When he wants to play with friends and chat with them he lets me know in advance and we are able to talk about it - if I was finding it too much then he would do it less. When DS2 was born and his sleep was really unstable he didn't play online for a while. He only plays games he can't pause/abandon at a moment's notice when he's actually free.

It needs to be a discussion really. If it's something you have a problem with and you are assuming that he will cut down/stop/outgrow it then you need to discuss that and find out if he has the same assumptions. Video games are incredibly complex these days and really not just for kids, a lot of adults are very interested in them. But it can be boring (for me I don't see it as any more boring than any other hobby - and at least I don't feel obliged to sit in the cold and watch him play football or cycle) and it can take up a lot of time.
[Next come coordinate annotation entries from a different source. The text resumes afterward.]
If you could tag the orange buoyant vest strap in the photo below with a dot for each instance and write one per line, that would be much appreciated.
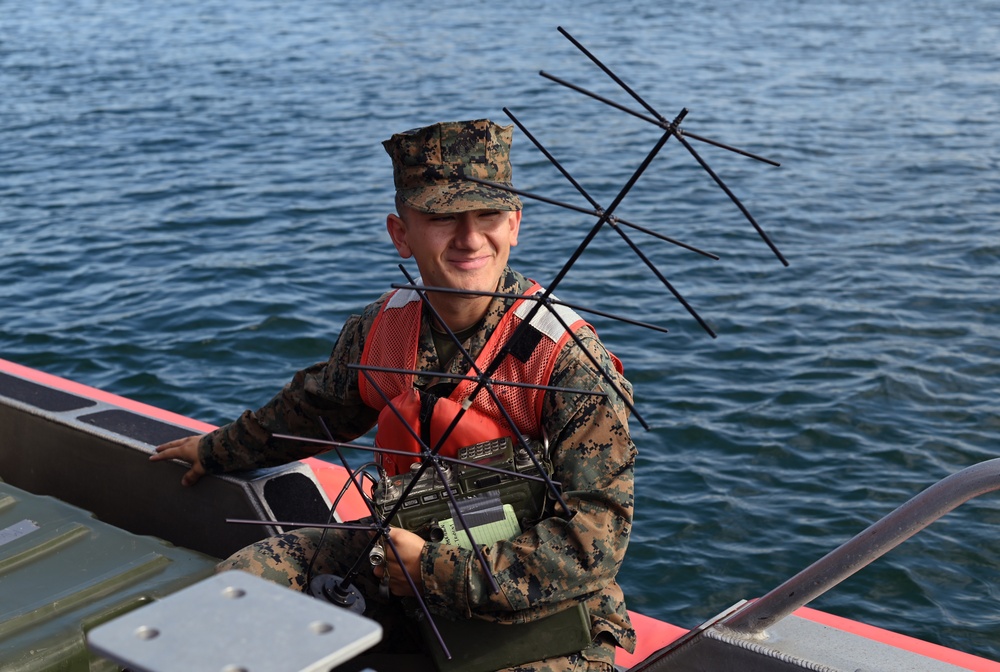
(392, 344)
(402, 421)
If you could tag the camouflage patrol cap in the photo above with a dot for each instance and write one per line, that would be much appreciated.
(428, 166)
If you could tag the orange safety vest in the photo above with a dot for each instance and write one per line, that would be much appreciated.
(392, 344)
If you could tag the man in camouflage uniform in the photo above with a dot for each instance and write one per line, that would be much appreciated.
(460, 233)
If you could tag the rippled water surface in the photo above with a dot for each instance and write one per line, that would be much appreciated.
(192, 198)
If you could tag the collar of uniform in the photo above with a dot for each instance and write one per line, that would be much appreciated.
(511, 282)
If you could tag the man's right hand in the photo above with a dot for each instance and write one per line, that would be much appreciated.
(185, 449)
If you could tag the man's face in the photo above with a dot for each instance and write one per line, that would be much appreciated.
(466, 250)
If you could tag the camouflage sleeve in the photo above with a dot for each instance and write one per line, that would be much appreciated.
(327, 389)
(563, 559)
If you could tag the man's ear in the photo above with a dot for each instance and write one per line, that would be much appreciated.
(515, 227)
(396, 227)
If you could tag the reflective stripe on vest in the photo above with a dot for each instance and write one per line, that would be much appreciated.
(392, 344)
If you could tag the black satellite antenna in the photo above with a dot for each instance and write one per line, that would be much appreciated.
(340, 590)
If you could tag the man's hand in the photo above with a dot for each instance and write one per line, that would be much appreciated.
(182, 449)
(409, 546)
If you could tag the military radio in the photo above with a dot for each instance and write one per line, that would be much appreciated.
(495, 505)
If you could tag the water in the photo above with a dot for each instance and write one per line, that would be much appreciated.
(192, 198)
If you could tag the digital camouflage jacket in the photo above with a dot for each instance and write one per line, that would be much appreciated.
(561, 560)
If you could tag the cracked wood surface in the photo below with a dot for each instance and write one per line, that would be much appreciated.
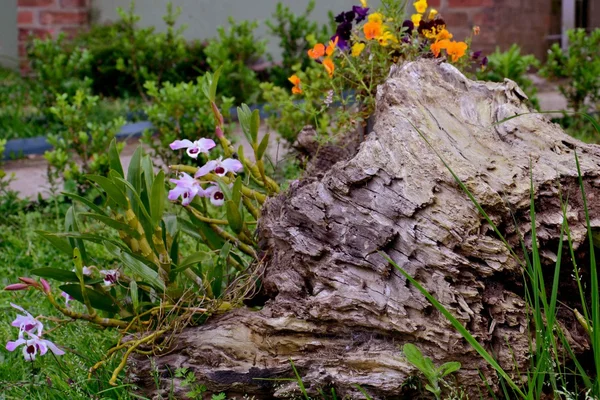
(339, 310)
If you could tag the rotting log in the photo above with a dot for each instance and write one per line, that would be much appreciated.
(340, 311)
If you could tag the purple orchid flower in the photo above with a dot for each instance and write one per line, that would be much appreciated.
(217, 198)
(111, 276)
(193, 148)
(220, 167)
(33, 346)
(26, 323)
(187, 188)
(361, 13)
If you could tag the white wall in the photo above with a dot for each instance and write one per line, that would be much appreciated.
(202, 17)
(9, 50)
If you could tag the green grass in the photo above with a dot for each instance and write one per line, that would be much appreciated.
(49, 377)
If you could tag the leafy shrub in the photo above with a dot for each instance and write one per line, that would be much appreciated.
(88, 140)
(294, 32)
(579, 65)
(235, 51)
(178, 111)
(513, 65)
(58, 71)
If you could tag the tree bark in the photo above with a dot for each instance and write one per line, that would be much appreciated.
(340, 311)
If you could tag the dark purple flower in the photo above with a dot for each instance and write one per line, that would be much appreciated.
(344, 30)
(361, 13)
(409, 25)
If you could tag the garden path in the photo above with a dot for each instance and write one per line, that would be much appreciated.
(30, 174)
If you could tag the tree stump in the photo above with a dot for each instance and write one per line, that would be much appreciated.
(340, 311)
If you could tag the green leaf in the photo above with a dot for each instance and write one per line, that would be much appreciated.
(113, 158)
(118, 225)
(234, 217)
(111, 189)
(60, 243)
(236, 191)
(262, 147)
(133, 292)
(138, 268)
(84, 201)
(98, 300)
(157, 198)
(134, 177)
(254, 127)
(58, 274)
(448, 368)
(215, 82)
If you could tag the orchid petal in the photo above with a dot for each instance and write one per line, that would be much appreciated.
(206, 168)
(181, 144)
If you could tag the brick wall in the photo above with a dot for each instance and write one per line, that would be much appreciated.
(502, 22)
(41, 18)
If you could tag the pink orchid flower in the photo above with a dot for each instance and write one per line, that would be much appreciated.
(33, 346)
(111, 276)
(194, 148)
(26, 323)
(220, 167)
(187, 188)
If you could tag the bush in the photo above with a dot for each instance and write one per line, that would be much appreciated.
(513, 65)
(235, 51)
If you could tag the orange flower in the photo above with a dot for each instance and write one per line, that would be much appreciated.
(437, 47)
(443, 34)
(329, 66)
(456, 50)
(332, 44)
(317, 51)
(296, 82)
(372, 30)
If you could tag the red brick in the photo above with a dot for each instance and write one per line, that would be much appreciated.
(470, 3)
(63, 17)
(25, 33)
(36, 3)
(73, 3)
(25, 18)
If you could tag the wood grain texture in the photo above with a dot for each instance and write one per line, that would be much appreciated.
(340, 311)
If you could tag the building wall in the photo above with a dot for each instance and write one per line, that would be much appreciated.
(9, 51)
(41, 18)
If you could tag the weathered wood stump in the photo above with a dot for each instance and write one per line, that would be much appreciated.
(340, 311)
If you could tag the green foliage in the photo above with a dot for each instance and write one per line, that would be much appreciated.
(513, 65)
(236, 50)
(88, 140)
(580, 66)
(294, 32)
(179, 111)
(58, 71)
(425, 365)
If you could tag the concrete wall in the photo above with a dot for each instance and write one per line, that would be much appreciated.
(9, 48)
(202, 17)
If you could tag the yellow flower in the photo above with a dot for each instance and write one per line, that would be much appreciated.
(329, 66)
(357, 48)
(372, 30)
(296, 82)
(443, 34)
(420, 6)
(437, 47)
(386, 37)
(456, 50)
(416, 19)
(376, 17)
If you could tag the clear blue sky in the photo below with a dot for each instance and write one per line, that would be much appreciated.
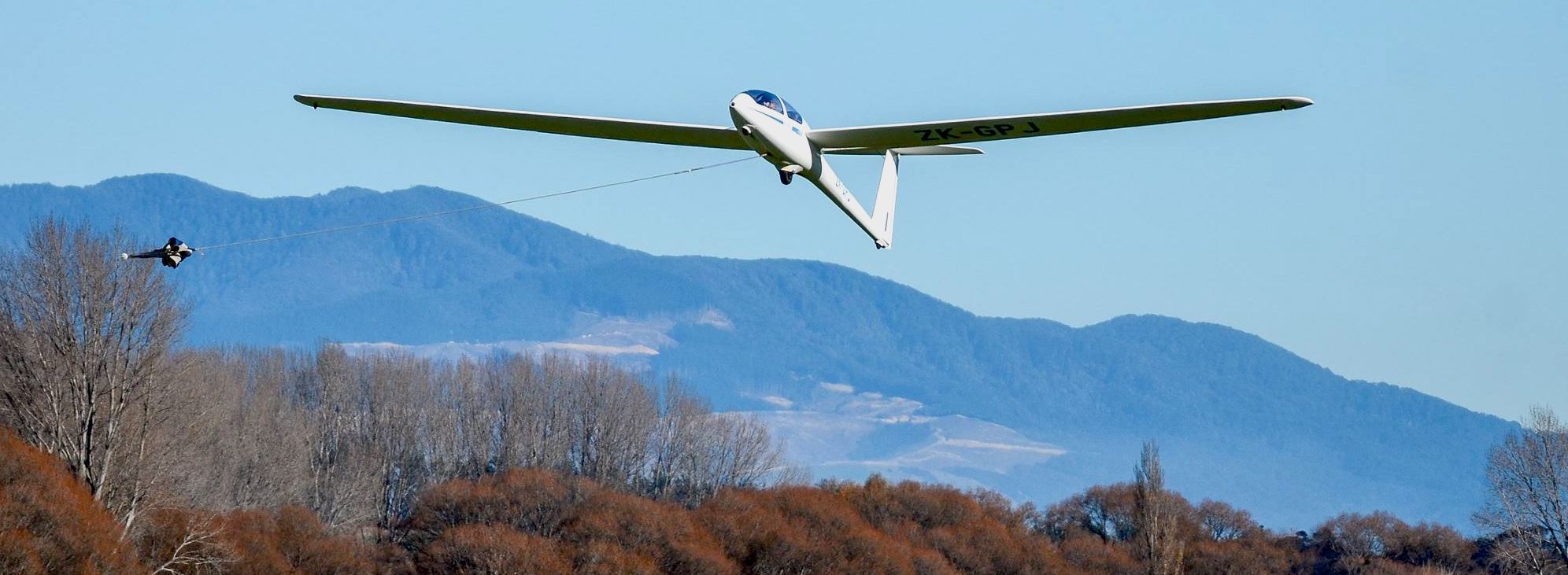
(1410, 227)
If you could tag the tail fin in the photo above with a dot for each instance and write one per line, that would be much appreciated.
(886, 196)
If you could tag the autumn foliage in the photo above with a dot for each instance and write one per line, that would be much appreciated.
(49, 522)
(532, 521)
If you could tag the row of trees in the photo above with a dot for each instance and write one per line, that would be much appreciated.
(357, 439)
(91, 372)
(218, 459)
(535, 521)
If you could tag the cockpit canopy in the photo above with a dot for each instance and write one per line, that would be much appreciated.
(777, 104)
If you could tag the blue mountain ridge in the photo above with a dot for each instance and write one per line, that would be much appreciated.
(1237, 417)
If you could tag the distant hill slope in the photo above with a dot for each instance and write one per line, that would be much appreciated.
(834, 356)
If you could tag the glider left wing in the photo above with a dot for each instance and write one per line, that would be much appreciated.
(535, 121)
(1026, 126)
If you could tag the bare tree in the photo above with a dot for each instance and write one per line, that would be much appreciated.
(85, 355)
(1528, 478)
(1156, 516)
(198, 547)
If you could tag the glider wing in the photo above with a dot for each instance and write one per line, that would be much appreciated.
(535, 121)
(1026, 126)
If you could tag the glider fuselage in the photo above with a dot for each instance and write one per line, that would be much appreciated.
(782, 135)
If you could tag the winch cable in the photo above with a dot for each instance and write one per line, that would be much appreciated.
(468, 208)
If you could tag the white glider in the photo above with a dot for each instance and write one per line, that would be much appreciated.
(772, 127)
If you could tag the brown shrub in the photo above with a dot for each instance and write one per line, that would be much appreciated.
(49, 522)
(493, 549)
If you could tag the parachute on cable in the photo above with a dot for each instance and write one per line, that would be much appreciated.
(172, 254)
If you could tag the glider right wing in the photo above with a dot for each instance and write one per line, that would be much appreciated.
(535, 121)
(1026, 126)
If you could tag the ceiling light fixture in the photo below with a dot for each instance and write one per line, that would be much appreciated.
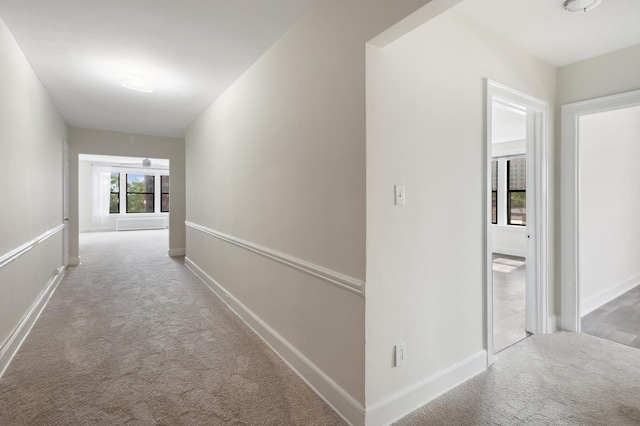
(139, 83)
(580, 6)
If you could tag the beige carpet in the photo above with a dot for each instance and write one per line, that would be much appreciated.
(131, 337)
(558, 379)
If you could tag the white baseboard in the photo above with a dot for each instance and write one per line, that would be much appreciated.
(177, 252)
(10, 348)
(510, 251)
(607, 295)
(412, 398)
(343, 403)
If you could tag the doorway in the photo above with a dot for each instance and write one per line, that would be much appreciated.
(123, 194)
(516, 209)
(599, 232)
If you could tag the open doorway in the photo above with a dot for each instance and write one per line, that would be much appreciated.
(118, 194)
(508, 222)
(606, 295)
(516, 229)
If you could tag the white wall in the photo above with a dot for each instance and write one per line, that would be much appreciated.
(609, 202)
(279, 161)
(609, 74)
(31, 144)
(86, 218)
(425, 260)
(101, 142)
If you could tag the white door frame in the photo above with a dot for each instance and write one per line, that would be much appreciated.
(66, 168)
(570, 190)
(537, 214)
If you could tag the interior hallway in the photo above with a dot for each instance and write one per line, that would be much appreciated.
(618, 320)
(509, 301)
(133, 337)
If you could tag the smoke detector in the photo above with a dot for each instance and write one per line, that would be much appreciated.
(580, 6)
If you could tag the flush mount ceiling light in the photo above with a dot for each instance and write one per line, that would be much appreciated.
(580, 6)
(139, 83)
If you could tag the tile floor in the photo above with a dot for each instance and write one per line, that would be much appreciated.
(618, 320)
(509, 279)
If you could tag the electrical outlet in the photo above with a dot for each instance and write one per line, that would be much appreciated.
(399, 194)
(400, 354)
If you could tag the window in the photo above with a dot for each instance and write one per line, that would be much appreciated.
(114, 200)
(140, 193)
(164, 193)
(494, 192)
(516, 192)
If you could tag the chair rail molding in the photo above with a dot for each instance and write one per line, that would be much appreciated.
(14, 254)
(345, 282)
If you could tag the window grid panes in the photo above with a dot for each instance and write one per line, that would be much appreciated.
(164, 193)
(516, 192)
(494, 192)
(114, 200)
(140, 193)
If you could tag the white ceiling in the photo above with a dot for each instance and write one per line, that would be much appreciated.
(191, 50)
(546, 31)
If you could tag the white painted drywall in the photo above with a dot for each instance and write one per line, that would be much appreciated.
(425, 260)
(279, 160)
(610, 74)
(32, 132)
(609, 202)
(102, 142)
(86, 218)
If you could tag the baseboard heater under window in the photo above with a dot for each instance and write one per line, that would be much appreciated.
(138, 223)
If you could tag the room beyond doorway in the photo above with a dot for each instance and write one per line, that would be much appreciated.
(516, 216)
(123, 194)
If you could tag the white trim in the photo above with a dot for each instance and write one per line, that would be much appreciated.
(537, 217)
(607, 295)
(343, 403)
(408, 400)
(336, 278)
(510, 251)
(12, 345)
(14, 254)
(570, 113)
(177, 252)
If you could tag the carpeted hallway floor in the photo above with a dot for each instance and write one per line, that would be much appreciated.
(551, 380)
(132, 337)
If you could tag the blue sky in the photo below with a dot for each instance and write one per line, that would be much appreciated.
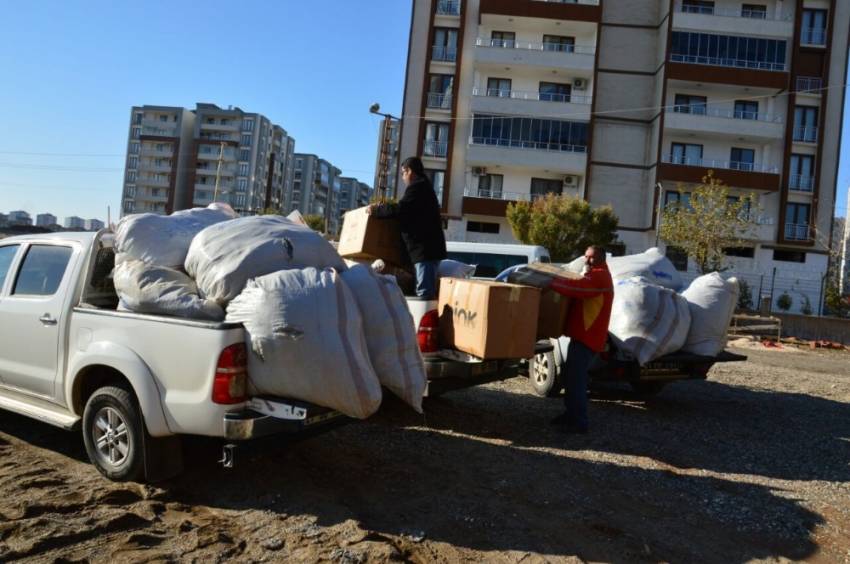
(72, 70)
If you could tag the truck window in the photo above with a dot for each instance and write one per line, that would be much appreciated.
(42, 270)
(7, 253)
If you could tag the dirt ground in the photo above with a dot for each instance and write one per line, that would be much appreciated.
(749, 465)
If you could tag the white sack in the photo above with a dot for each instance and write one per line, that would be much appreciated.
(160, 290)
(647, 320)
(449, 268)
(164, 239)
(650, 264)
(225, 256)
(390, 333)
(712, 302)
(306, 334)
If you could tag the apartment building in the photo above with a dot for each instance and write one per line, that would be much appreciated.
(179, 158)
(621, 101)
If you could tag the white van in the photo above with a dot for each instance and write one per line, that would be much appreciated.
(492, 258)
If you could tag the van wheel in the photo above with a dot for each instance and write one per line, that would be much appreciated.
(113, 434)
(543, 375)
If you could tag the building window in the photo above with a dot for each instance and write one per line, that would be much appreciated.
(797, 222)
(813, 31)
(503, 39)
(686, 154)
(801, 173)
(542, 186)
(755, 11)
(554, 92)
(697, 7)
(445, 44)
(482, 227)
(806, 124)
(490, 186)
(746, 109)
(742, 159)
(728, 51)
(789, 256)
(689, 104)
(559, 43)
(530, 133)
(440, 91)
(499, 87)
(436, 139)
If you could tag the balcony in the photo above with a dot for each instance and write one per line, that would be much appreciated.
(724, 122)
(801, 183)
(805, 134)
(798, 232)
(548, 55)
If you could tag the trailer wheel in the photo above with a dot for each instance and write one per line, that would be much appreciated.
(543, 375)
(113, 434)
(647, 388)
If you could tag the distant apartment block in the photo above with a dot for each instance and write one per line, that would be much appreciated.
(179, 158)
(74, 222)
(45, 220)
(605, 101)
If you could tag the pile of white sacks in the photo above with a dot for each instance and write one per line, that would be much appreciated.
(652, 316)
(317, 330)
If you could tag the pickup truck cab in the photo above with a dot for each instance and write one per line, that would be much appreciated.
(132, 383)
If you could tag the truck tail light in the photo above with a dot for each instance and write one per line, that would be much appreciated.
(231, 375)
(428, 334)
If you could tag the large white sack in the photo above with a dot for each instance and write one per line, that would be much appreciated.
(712, 301)
(306, 336)
(164, 239)
(223, 257)
(650, 264)
(647, 320)
(390, 333)
(147, 288)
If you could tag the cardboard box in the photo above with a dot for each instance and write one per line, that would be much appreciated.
(366, 237)
(553, 315)
(490, 320)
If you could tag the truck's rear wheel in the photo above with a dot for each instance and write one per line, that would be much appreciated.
(543, 375)
(113, 434)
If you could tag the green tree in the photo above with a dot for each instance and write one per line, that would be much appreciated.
(709, 221)
(565, 225)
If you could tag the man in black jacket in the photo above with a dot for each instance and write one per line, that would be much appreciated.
(421, 226)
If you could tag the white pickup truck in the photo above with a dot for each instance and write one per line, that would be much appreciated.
(134, 383)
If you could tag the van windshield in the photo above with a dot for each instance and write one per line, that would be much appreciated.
(488, 265)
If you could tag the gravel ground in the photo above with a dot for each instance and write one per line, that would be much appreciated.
(749, 465)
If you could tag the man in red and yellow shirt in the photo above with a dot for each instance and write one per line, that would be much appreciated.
(587, 328)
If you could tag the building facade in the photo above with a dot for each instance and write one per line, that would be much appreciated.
(621, 101)
(179, 158)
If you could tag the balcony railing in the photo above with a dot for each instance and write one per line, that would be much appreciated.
(436, 148)
(813, 36)
(809, 85)
(806, 134)
(725, 113)
(533, 46)
(448, 8)
(714, 163)
(801, 182)
(534, 145)
(797, 231)
(444, 53)
(439, 101)
(727, 62)
(531, 95)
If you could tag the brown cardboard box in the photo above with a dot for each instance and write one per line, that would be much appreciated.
(488, 319)
(366, 237)
(553, 315)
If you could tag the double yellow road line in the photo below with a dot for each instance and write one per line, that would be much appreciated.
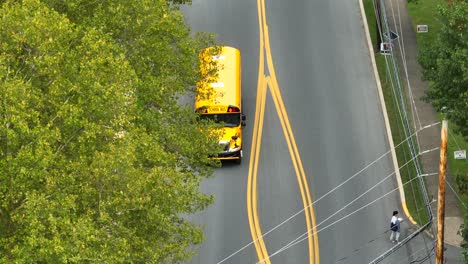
(271, 82)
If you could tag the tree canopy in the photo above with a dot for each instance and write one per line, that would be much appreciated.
(98, 162)
(444, 64)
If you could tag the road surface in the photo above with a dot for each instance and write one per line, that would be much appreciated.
(315, 140)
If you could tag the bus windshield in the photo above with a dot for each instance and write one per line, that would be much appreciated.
(229, 120)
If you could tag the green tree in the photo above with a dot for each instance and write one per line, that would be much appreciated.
(444, 64)
(98, 162)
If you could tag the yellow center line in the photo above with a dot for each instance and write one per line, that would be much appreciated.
(272, 83)
(254, 223)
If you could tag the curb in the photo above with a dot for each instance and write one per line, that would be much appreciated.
(384, 110)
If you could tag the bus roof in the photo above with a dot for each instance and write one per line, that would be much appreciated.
(225, 89)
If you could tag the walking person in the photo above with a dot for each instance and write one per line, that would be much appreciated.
(395, 227)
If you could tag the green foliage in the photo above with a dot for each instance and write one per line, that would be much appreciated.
(464, 233)
(444, 63)
(98, 163)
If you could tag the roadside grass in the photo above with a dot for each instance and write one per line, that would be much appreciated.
(413, 191)
(422, 12)
(425, 12)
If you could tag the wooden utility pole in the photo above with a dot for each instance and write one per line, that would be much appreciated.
(441, 197)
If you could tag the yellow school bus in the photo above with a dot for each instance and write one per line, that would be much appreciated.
(219, 98)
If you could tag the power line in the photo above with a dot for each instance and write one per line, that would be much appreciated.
(323, 196)
(305, 235)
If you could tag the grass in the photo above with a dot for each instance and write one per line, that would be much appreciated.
(426, 12)
(413, 191)
(422, 12)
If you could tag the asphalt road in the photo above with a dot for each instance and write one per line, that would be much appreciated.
(316, 61)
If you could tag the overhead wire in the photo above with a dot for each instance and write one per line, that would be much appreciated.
(405, 121)
(306, 234)
(320, 198)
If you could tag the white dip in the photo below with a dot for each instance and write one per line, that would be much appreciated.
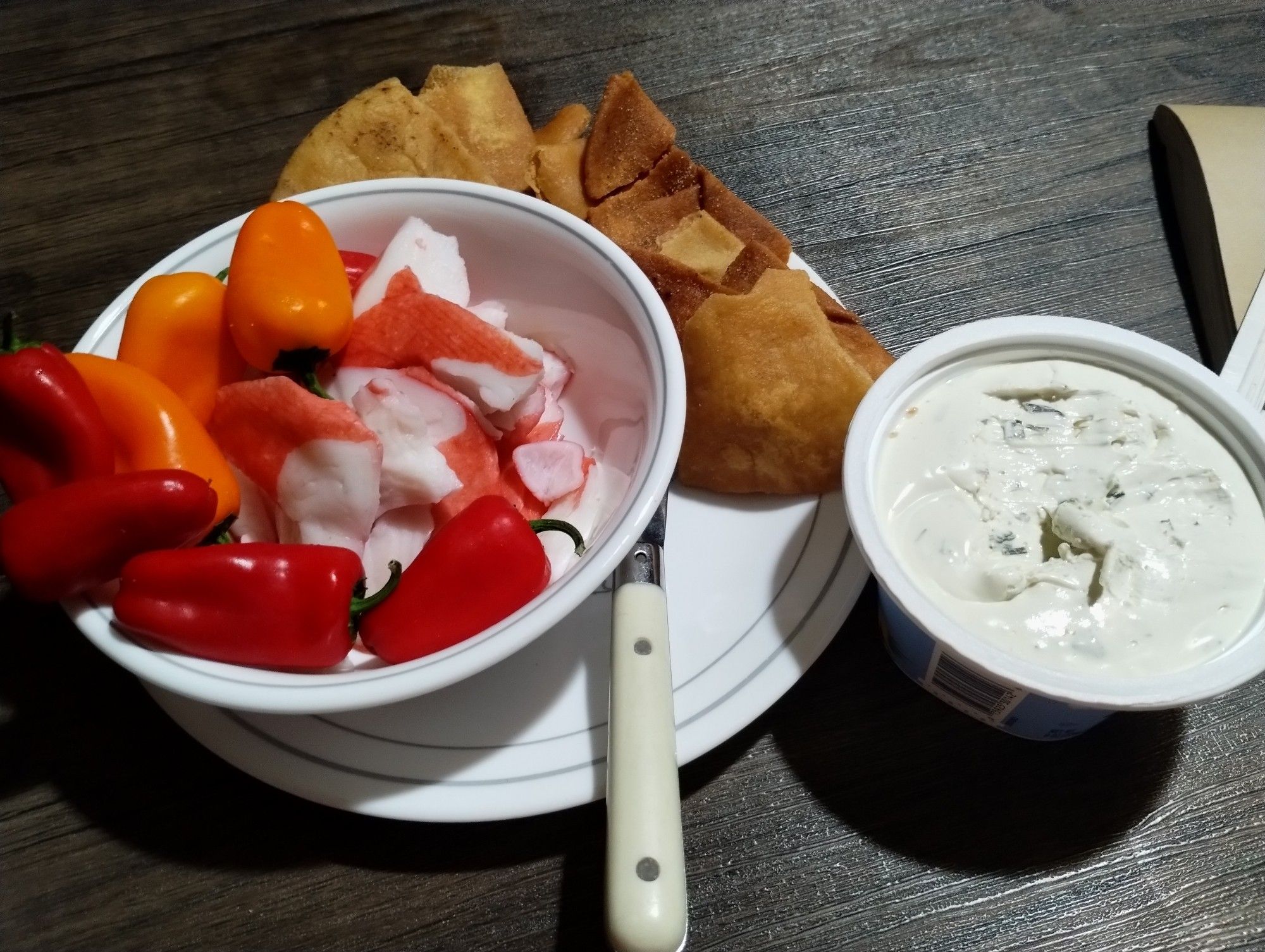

I don't mind that we don't tend to spend evenings doing the same thing, as we are in the same room and we often stop and chat to each other. Although I might suggest we get into a weekly TV/film/game together night every so often if I miss him. We haven't done that in a while.

Some people find it addictive. That can be a problem and it can take over your lives. If your lives are ruled by the game that's a definite problem. But most important is that you have shared expectations around it really. So just talk to him - but be prepared to walk away if he doesn't have the same expectations as you.

PennyNotSoWise · 01/11/2019 19:44

Less than I do, and I'm an adult Hmm and a woman too, the horror! Shock

LionelRitchieStoleMyNotebook · 01/11/2019 19:45

Pre DS anywhere between 2-10 hours depending if I was working different times to him or had plans or just wanted to read a book, if I was away for work I would imagine a lot more, but it never interfered with anything. Since DS his lovingly self built gaming pc just gathers dust and hasn't been switched on for at least six months

user1480880826 · 01/11/2019 19:45

None. He’s a grownup.

It’s not right that you’re eating, sleeping and watching TV by yourself because he’s playing games.

I wouldn’t have children with a man child.